Então, começou a chover. 

E com pés descalços, descemos a Rua Direita de mãos dadas.

Crescer, às vezes, leva tempo. Às vezes, nunca acontece.

segunda-feira, 3 de janeiro de 2011

Ano Novo de novo

Feliz 2011

E com suas mãos pequenas enroscada nas minhas,
me conduz até seu esconderijo secreto e me mostra sua mais nova invenção.


Ela, a máquina, era composta de um relógio do Bem 10, fixado em uma bancada de madeira com uma ampulheta de brinquedo cuidadosamente equilibrada no relógio.


Funciona assim: Ele aperta o relógio, vira e equilibra a ampulheta. A areia desce para a outra extremidade ao som do pequeno relógio alienígena.


Que legal! Digo, realmente encantada com a sua criatividade. O que essa máquina faz? Há, faz mil coisas!!!


E eu fico a imaginar com seria bom uma máquina de fazer mil coisas. 

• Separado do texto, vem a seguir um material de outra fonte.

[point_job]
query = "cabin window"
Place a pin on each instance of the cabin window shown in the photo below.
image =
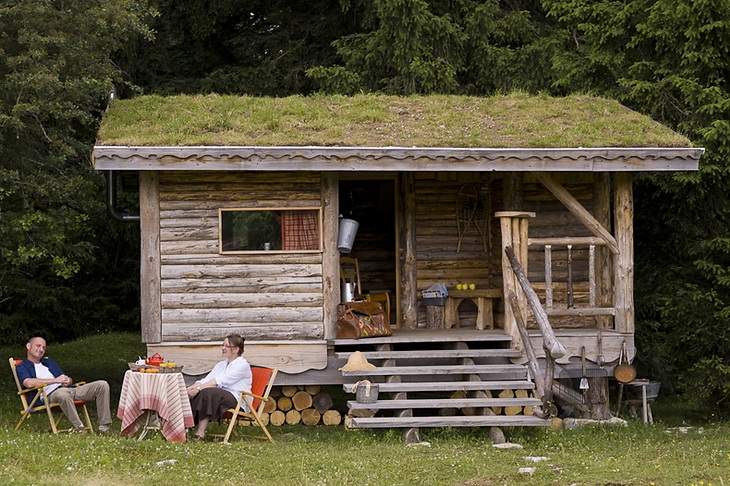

E, como é ano novo, me pego pensando na lista de mil desafios que me proponho todos os anos e das quais me despeço antes que o ano acabe. 


Não porque eu seja indisciplinada, mas simplesmente porque me dá preguiça fazer planos tão longos.



De repente me vejo com lápis na mão planejando 2011. Mas dessa vez de uma maneira (inovadora??). 


Escrevo apenas três desafios a serem cumpridos até junho: Emagrecer, é óbvio que este seria o primeiro item desta lista feminina; aprender a meditar e aprender a andar de bicicleta.


Ganhei uma bicicleta neste Natal. Papai Noel não está atrasadinho, ganhei a primeira aos oito anos de idade em um concurso na minha escola, mas minha mãe a vendeu com medo de eu me machucar. Nunca aprendi. 


O dinheiro da bicicleta foi usado para comprar malas para minha primeira viagem fora do Brasil.


Meu filho deu a idéia: Pai, vamos comprar uma bicicleta de Natal para a mamãe? 


E agora não tem jeito, vou ter que aprender ou ouvir gozação o resto da vida.


Então, eis-me aqui neste início de ano fazendo promessa. 


Não vou planejar mais do que dependa apenas de mim. 


A vida anda me ensinando que planos que envolvem terceiros podem se tornar totalmente imprevisíveis.


Vou seguindo o curso do rio, sem muitas expectativas. Apenas com alguns sonhos bem guardadinhos e semeados. Estes eu não conto, ainda.


E volto a pensar na máquina de fazer mil coisas. 


Aquela que não está à venda pelo Shop Time, mas que construímos dentro do peito e ressurge a cada janeiro.